Si l’on comprend ce qui est esquissé ici, on pourra se faire une image suffisamment nuancée de ce qui a été dit, lors de la Rencontre Civilienne 9, à propos de la gouvernance des entreprises qui seraient considérées comme des « communs » d’un genre nouveau. En tant que telles, ces entreprises se devraient de rendre lisible le fait qu’elles agissent en tant que « commun », c’est-à-dire qu’elles sont au service de la vie sociale et que si elles favorisent également des aspirations personnelles, elles ne le font pas au détriment de l’ensemble, par exemple par la pollution, la détérioration de la santé des consommateurs, des conditions de travail génératrices de mal-être, etc.


Le fait que cette lisibilité soit rendue obligatoire par la loi, ne dit pas comment l’entreprise devrait procéder pour parvenir à un degré de lisibilité objective. Le recours à une aide extérieure pour objectiver les choses peut faciliter. C’est d’ailleurs l’esprit qui est à la base de tous les systèmes de qualités. On peut le résumer ainsi : l’entreprise dit ce qu’elle fait et montre qu’elle fait ce qu’elle dit[i].


Habituellement, lors de l’assemblée générale d’une entreprise ou d’une association, la direction présente le rapport moral, celui d’activité et le rapport financier. Dans de nombreux cas, la loi impose que ce dernier rapport soit fait par des commissaires au comptes et qu’un cabinet d’expert-comptable certifie ces comptes. Il s’agit donc bien d’un audit externe de la comptabilité. Si l’entreprise n’appartient plus à des actionnaires et est donc devenue un « commun », l’expertise comptable peut aller voir dans les chiffres si des questions se posent à ce niveau. Les chiffres d’une comptabilité disent beaucoup plus qu’on ne le pense.


Un nombre croissant d’entreprises d’une certaine taille ont un comité d’éthique qui intervient dans le rapport moral et celui d’activité. La plupart du temps, ses membres ne sont pas dans l’opérationnel, de façon qu’ils apportent un regard extérieur. On peut imaginer que cette forme évolue jusqu’au point où des cercles de concertations entre les différents partenaires de l’entreprise - fournisseurs, distributeurs et consommateurs – joueraient un tel rôle[ii].


On voit donc que la société civile peut être conçue de la façon la plus variée qui soit et non comme un monolithe. Ce qui nous manque le plus, c’est une imagination sociale qui saisit autrement les situations et les aborde, non pas à partir de nos schémas anciens ou de nos peurs actuelles, mais d’une façon mobile et nuancée. Au fond cette faculté de l’imagination sociale est probablement ce qui manque le plus et qui devrait être cultivée en tout premier lieu. C’est par elle que l’on trouvera les ressources nécessaires à la transformation de l’exécutif étatisé et à « l’empowerment » de la société civile.

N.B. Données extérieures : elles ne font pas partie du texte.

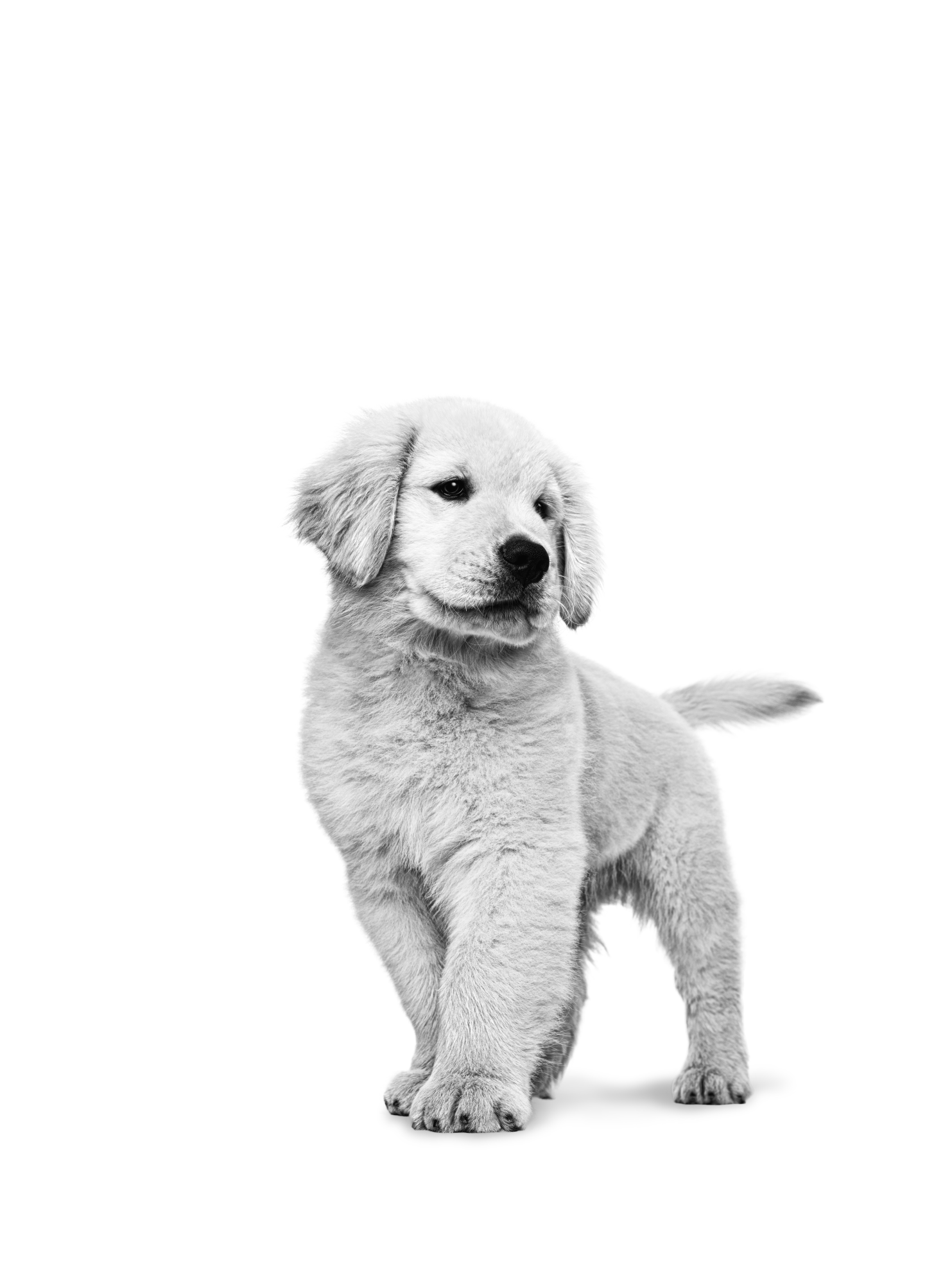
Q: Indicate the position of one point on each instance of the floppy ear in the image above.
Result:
(580, 560)
(347, 503)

[i] Qu’on ne se méprenne pas : je ne suis pas en train de dire que les systèmes de qualités sont parfaits. Mal employés, et c’est souvent le cas, ils deviennent des processus lourds, tatillons et même factices. Ici comme ailleurs, on touche du doigt que le mieux est souvent l’ennemi du bien. [ii] Là encore, dans de nombreux cas, le comité d’éthique et la charte d’éthique sont utilisés comme des outils destinés à magnifier, avant tout, l’image de l’entreprise. À notre époque, tout peut être détourné. Mais il est intéressant que de telles instances soient apparues dans le domaine de l’entreprise. La plupart des outils nécessaires à un organisme social en bonne santé sont déjà là, parfois sous une forme caricaturale. Si l’on a en soi une image de ce que serait un organisme social sain, on trouve la forme archétypale qui correspond à l’outil véritable.